Nyx paused, turning back to look at her. In the light of the aurora, which was now burning so brightly that it cast everything in shades of crimson and shadow, her pale skin seemed almost translucent, as if she was only barely tethered to the physical world.

"Yes," Nyx said, and there was something like sadness in her voice, something like resignation. "I will come back. I don't think I have a choice."

And then she was gone, disappearing into the shadows at the edge of the market, moving toward the darkness beyond the string lights. Aira stood frozen at her stall, her hand still outstretched, her scars burning so intensely that she thought they might consume her entirely.

Above, the crimson aurora pulsed like a heartbeat, and Aira understood with absolute certainty that her life had just split into two distinct parts: before Nyx, and after. There was no going back. There was no returning to the small, quiet existence she'd constructed for herself. The darkness had found her, and it wore the face of a beautiful, tragic woman with storm-cloud eyes.

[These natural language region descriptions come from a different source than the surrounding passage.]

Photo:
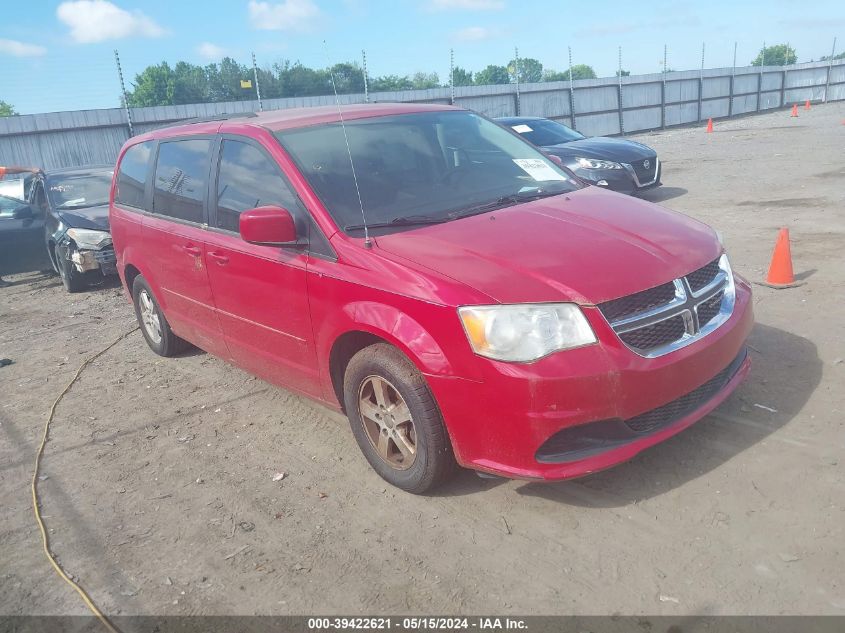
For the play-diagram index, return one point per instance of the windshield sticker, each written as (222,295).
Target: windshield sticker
(538,169)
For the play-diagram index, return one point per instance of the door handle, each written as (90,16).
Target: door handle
(221,259)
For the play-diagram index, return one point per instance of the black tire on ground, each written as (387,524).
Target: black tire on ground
(73,280)
(161,340)
(434,461)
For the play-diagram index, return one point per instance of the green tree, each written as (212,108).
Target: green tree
(302,81)
(152,86)
(776,55)
(492,75)
(825,58)
(6,109)
(421,81)
(348,77)
(579,71)
(530,70)
(388,83)
(190,84)
(461,76)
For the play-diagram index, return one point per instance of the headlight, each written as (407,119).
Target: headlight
(88,239)
(525,332)
(594,163)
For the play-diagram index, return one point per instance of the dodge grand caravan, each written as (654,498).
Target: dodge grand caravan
(460,296)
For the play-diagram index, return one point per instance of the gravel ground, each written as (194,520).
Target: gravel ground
(159,494)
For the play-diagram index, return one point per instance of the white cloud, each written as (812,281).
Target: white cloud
(20,49)
(473,34)
(99,20)
(211,52)
(290,15)
(469,5)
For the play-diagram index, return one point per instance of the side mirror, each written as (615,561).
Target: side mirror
(23,213)
(268,226)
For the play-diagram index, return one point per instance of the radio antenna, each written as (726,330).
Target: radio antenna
(367,242)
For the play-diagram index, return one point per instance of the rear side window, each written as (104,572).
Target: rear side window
(181,179)
(132,177)
(247,179)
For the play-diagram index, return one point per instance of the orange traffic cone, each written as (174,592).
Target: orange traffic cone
(780,271)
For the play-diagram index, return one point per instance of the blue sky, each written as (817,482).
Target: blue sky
(58,55)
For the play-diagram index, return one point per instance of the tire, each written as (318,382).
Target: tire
(73,280)
(387,443)
(153,324)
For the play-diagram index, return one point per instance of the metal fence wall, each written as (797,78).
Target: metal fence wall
(601,107)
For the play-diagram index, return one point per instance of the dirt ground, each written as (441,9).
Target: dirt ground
(159,494)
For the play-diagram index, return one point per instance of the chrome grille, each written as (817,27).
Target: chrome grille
(703,276)
(638,302)
(654,322)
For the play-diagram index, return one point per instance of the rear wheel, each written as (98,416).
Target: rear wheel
(73,280)
(396,421)
(154,326)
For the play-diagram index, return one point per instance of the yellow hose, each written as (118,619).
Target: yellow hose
(45,541)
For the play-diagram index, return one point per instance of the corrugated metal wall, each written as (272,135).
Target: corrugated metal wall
(65,139)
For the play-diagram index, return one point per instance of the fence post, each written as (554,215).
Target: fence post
(571,93)
(619,96)
(701,82)
(783,78)
(760,79)
(257,88)
(123,93)
(366,80)
(731,89)
(829,69)
(663,93)
(452,76)
(516,74)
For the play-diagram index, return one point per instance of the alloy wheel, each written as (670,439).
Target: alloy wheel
(149,316)
(387,422)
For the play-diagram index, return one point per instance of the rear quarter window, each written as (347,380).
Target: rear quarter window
(181,179)
(132,175)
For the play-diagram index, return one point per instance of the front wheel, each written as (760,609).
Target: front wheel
(73,280)
(396,421)
(154,326)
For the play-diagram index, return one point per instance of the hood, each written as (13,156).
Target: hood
(96,218)
(615,149)
(588,246)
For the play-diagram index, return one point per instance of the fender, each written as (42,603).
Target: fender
(395,326)
(401,330)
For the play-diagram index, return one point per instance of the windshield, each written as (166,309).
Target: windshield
(543,132)
(420,167)
(8,205)
(79,191)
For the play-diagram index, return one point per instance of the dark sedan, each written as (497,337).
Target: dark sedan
(21,242)
(75,203)
(612,163)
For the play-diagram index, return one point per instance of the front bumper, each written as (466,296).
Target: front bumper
(623,180)
(560,417)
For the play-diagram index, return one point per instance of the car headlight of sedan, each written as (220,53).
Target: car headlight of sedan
(595,163)
(525,332)
(89,239)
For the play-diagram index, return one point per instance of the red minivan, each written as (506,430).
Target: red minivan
(463,298)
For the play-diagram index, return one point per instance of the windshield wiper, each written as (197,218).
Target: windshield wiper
(504,201)
(408,220)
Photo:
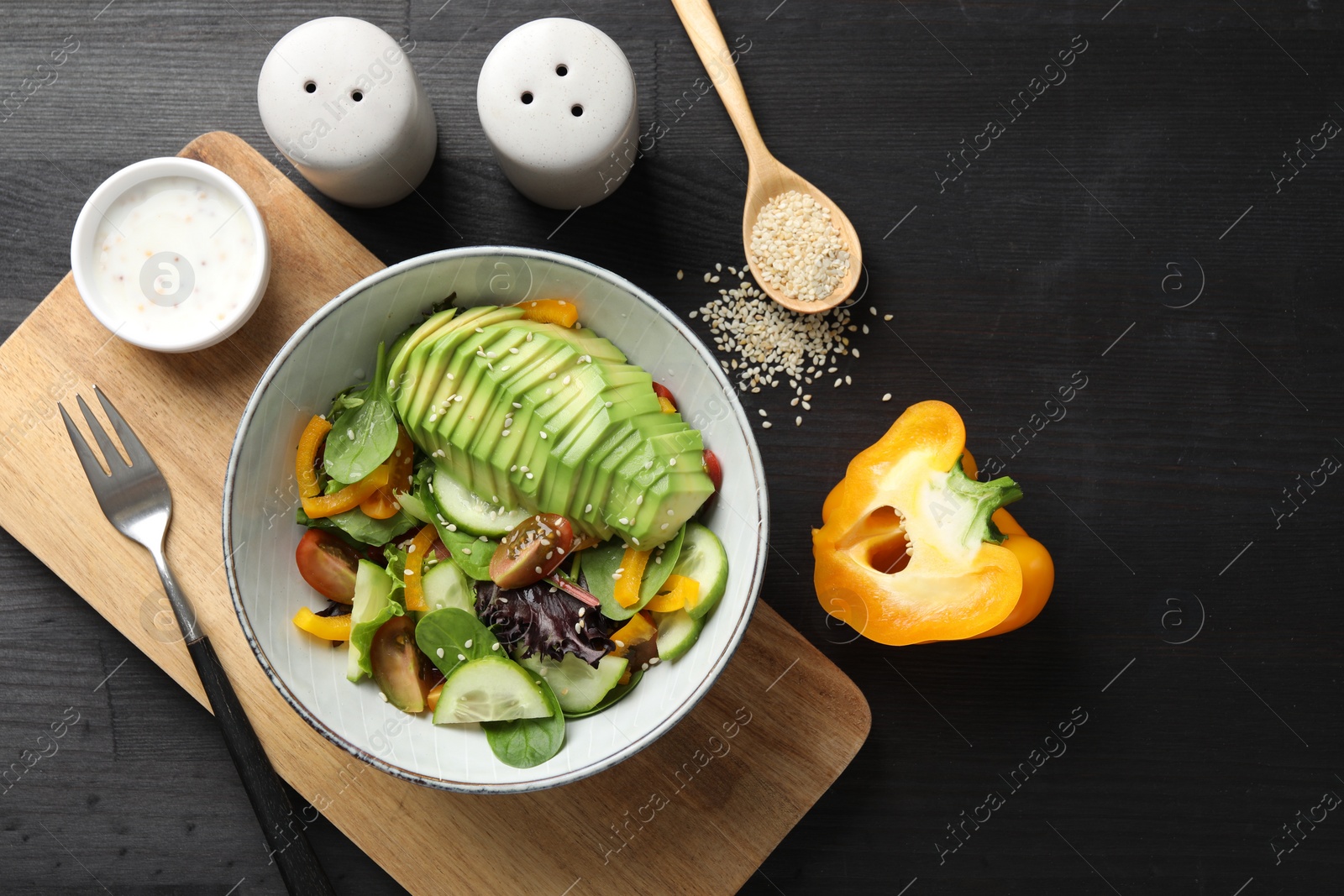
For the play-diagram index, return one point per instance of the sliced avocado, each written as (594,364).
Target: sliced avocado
(589,427)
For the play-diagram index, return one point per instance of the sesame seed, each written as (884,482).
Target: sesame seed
(799,249)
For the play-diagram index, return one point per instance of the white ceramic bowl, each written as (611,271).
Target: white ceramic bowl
(161,336)
(335,348)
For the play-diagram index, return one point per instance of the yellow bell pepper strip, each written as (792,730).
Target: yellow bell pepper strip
(328,627)
(306,461)
(347,499)
(1038,569)
(551,311)
(678,593)
(632,634)
(627,591)
(907,551)
(382,504)
(416,553)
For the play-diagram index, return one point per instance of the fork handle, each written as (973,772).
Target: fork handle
(289,848)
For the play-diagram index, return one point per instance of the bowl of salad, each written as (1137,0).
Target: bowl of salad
(494,520)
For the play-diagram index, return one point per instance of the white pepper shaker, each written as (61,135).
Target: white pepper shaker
(340,100)
(557,100)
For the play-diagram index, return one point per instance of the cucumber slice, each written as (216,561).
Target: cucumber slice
(613,696)
(447,586)
(490,689)
(705,560)
(468,511)
(373,606)
(414,506)
(678,631)
(601,562)
(577,685)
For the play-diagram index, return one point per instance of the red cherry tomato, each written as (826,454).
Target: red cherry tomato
(714,469)
(531,551)
(328,564)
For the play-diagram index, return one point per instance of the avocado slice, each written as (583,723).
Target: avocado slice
(588,426)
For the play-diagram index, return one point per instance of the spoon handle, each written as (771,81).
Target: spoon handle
(699,23)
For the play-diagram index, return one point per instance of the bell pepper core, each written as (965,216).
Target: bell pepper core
(416,555)
(551,311)
(679,593)
(907,551)
(627,591)
(328,627)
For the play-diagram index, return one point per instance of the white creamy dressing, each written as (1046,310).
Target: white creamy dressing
(174,254)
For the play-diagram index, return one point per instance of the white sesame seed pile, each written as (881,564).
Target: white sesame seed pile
(799,251)
(770,344)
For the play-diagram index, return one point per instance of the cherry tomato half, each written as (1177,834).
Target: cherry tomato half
(531,551)
(714,469)
(663,391)
(328,564)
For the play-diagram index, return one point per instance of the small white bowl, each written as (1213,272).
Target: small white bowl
(165,338)
(338,347)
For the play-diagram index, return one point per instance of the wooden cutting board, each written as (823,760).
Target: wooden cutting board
(696,813)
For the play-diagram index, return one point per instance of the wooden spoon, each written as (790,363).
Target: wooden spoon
(766,175)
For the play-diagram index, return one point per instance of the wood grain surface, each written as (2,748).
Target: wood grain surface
(1061,249)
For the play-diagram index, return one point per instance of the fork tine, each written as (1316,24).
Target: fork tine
(134,450)
(87,457)
(109,452)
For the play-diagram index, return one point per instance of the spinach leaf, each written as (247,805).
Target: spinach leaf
(450,633)
(468,551)
(528,741)
(365,434)
(365,528)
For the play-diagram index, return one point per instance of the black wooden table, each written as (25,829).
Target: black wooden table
(1159,219)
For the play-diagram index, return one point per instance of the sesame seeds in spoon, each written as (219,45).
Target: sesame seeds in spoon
(803,250)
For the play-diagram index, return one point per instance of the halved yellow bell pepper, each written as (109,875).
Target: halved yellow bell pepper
(328,627)
(907,551)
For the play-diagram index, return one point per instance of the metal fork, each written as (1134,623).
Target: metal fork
(136,500)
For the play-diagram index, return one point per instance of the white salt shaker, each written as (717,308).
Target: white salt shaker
(558,103)
(340,100)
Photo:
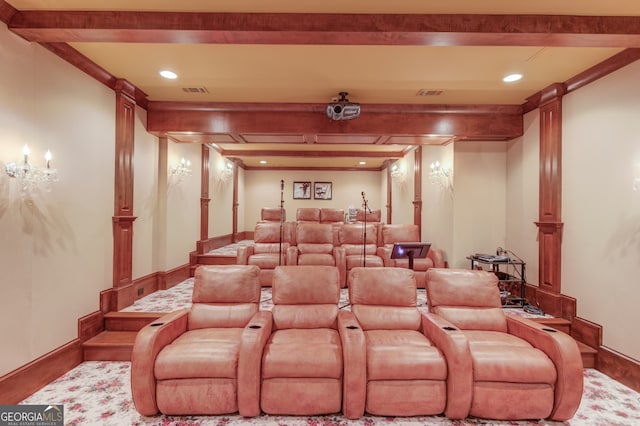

She stood at her stall for a long time after Nyx disappeared, unable to move, unable to think, unable to do anything except feel the burning of her scars and the terrible, wonderful silence where her night terrors used to be.

The market continued around her, vendors finishing their closing routines, the last customers hurrying home before full darkness fell. But Aira existed in a separate space now, a space where nothing else mattered except the memory of Nyx's touch and the knowledge that everything was about to change.

When she finally packed up her stall and headed home through the darkened streets of Nan, the aurora followed her, burning brighter with each step, as if celebrating the moment when two broken souls had finally found each other in the darkness.